A repressão se espalha

No início deste mês, o Serviço Federal de Segurança anunciou que estava a abrir um caso de terrorismo contra 22 membros do exilado Comité Russo Anti-guerra.

“Isto ilustra a determinação das autoridades russas em estender a repressão para além das fronteiras nacionais”, alertou Katzarova.

Os alvos incluem proeminentes políticos da oposição, empresários, jornalistas, advogados, artistas e académicos que se opõem à guerra da Rússia contra a Ucrânia, disse ela.

Em 22 de outubro, a Procuradoria-Geral russa exigiu que o Supremo Tribunal declarasse a Fundação Anticorrupção do falecido líder da oposição Alexey Navalny como uma “organização terrorista”, observou ela.

Disposições de “extremismo” sem base no direito internacional têm sido utilizadas para processar expressões anti-guerra, reportagens independentes e pessoas ligadas a Navalny, estipula o relatório do perito.

O rótulo “extremista” também foi estendido às minorias religiosas e étnicas, aos povos indígenas e às pessoas LGBT. Centenas de condenações por alegado “extremismo” foram proferidas, incluindo mais de 100 em casos que visam atividades LGBT.

Tortura de prisioneiros ucranianos

O relatório documenta a tortura e os maus-tratos generalizados e sistemáticos de prisioneiros de guerra ucranianos e de civis detidos sob controlo russo.

A maioria dos detidos ucranianos que enfrentam julgamentos são acusados ​​de espionagem e terrorismo, o que conduz a longas penas de prisão.

Os detidos ucranianos passaram fome, foram-lhes negados cuidados médicos e foram torturados, nomeadamente através de violação e choques eléctricos.”, disse Katzarova, observando que havia coletado evidências confiáveis ​​da participação de profissionais médicos na tortura.

“Milhares de civis ucranianos deportados para a Rússia continuam desaparecidos, sem qualquer informação sobre o seu destino e paradeiro”, disse o especialista.

A Sra.
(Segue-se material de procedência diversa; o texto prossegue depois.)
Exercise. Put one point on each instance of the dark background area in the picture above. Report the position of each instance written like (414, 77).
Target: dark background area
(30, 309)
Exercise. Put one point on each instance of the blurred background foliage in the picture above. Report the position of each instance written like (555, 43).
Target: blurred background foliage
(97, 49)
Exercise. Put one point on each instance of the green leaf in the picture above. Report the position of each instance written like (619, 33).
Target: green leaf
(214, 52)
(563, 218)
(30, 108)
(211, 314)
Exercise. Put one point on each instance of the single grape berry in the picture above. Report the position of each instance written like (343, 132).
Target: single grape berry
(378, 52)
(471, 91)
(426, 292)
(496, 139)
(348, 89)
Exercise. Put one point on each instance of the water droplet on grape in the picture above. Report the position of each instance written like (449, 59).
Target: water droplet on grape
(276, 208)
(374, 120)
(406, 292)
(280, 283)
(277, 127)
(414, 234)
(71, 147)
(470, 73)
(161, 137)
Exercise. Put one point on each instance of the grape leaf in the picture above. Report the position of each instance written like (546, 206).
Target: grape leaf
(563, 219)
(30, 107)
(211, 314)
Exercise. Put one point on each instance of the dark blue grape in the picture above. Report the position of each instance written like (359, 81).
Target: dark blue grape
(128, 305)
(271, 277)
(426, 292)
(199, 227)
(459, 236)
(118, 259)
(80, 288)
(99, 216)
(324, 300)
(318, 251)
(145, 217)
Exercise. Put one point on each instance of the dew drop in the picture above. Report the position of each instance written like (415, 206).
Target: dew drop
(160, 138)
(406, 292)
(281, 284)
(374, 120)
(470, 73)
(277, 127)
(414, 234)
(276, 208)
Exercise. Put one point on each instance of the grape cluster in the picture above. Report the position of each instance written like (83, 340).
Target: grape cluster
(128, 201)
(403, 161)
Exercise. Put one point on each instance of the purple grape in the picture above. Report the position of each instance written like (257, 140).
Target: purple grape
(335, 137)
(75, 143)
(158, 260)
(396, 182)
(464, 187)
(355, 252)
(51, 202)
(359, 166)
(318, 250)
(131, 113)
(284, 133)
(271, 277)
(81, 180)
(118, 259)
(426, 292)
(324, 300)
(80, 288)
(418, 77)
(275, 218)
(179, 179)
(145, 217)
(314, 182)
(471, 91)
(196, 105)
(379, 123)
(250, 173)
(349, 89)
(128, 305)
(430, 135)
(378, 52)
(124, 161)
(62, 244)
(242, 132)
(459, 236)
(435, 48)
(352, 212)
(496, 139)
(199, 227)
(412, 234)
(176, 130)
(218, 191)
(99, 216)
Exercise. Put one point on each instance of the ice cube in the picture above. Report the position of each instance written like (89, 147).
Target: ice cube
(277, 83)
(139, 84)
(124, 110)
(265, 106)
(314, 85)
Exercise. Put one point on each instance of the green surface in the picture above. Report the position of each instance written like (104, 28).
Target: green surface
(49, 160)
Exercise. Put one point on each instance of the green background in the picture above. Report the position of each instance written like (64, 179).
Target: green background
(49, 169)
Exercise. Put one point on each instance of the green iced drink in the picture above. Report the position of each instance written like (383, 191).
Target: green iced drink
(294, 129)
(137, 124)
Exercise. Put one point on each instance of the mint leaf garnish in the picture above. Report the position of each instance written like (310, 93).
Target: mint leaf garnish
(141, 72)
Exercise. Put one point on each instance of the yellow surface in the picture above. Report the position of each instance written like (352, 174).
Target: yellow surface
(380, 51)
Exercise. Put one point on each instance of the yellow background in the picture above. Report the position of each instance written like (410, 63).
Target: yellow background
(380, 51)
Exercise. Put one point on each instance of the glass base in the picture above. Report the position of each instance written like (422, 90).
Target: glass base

Katzarova apelou à libertação imediata de todos os detidos por motivos políticos na Rússia, bem como à libertação imediata dos detidos civis ucranianos, incluindo crianças.

‘Os perpetradores gozam de total impunidade’
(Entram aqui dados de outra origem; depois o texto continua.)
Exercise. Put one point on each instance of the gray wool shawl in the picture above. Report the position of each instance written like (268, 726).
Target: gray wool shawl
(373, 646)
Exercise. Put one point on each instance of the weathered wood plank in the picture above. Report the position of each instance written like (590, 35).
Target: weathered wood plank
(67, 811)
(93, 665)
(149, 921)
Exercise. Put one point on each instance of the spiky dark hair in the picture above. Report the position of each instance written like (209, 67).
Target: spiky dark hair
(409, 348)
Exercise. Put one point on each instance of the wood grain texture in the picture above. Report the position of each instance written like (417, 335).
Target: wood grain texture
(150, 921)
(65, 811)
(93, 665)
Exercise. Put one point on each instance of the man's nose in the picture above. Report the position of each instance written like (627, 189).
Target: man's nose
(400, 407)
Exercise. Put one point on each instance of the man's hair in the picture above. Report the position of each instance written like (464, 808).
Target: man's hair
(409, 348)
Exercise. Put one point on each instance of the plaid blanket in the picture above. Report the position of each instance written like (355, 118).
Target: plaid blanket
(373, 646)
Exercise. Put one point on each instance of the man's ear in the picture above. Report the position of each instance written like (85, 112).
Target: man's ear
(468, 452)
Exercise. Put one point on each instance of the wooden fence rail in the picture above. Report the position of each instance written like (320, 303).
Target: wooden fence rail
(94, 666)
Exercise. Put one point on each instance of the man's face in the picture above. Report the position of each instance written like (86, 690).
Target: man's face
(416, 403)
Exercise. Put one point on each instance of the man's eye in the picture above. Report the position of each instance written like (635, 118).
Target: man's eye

Ela exigiu a responsabilização pelos atos de tortura e mortes sob custódia e pelo fim do abuso da legislação de segurança nacional e de segurança pública por parte da Rússia para silenciar a dissidência e a expressão anti-guerra.

“A justiça dentro da Rússia é inatingível; os perpetradores gozam de total impunidade. Quando a justiça interna é negada, a comunidade internacional deve agirinclusive através do quadro da jurisdição universal, para garantir a responsabilização e proteger as pessoas em risco”, disse o especialista.

Os Relatores Especiais e outros peritos em direitos humanos nomeados ao abrigo do mandato de procedimentos especiais do Conselho dos Direitos Humanos não são funcionários da ONU e são independentes de qualquer governo ou organização. Eles não recebem salário pelo seu trabalho.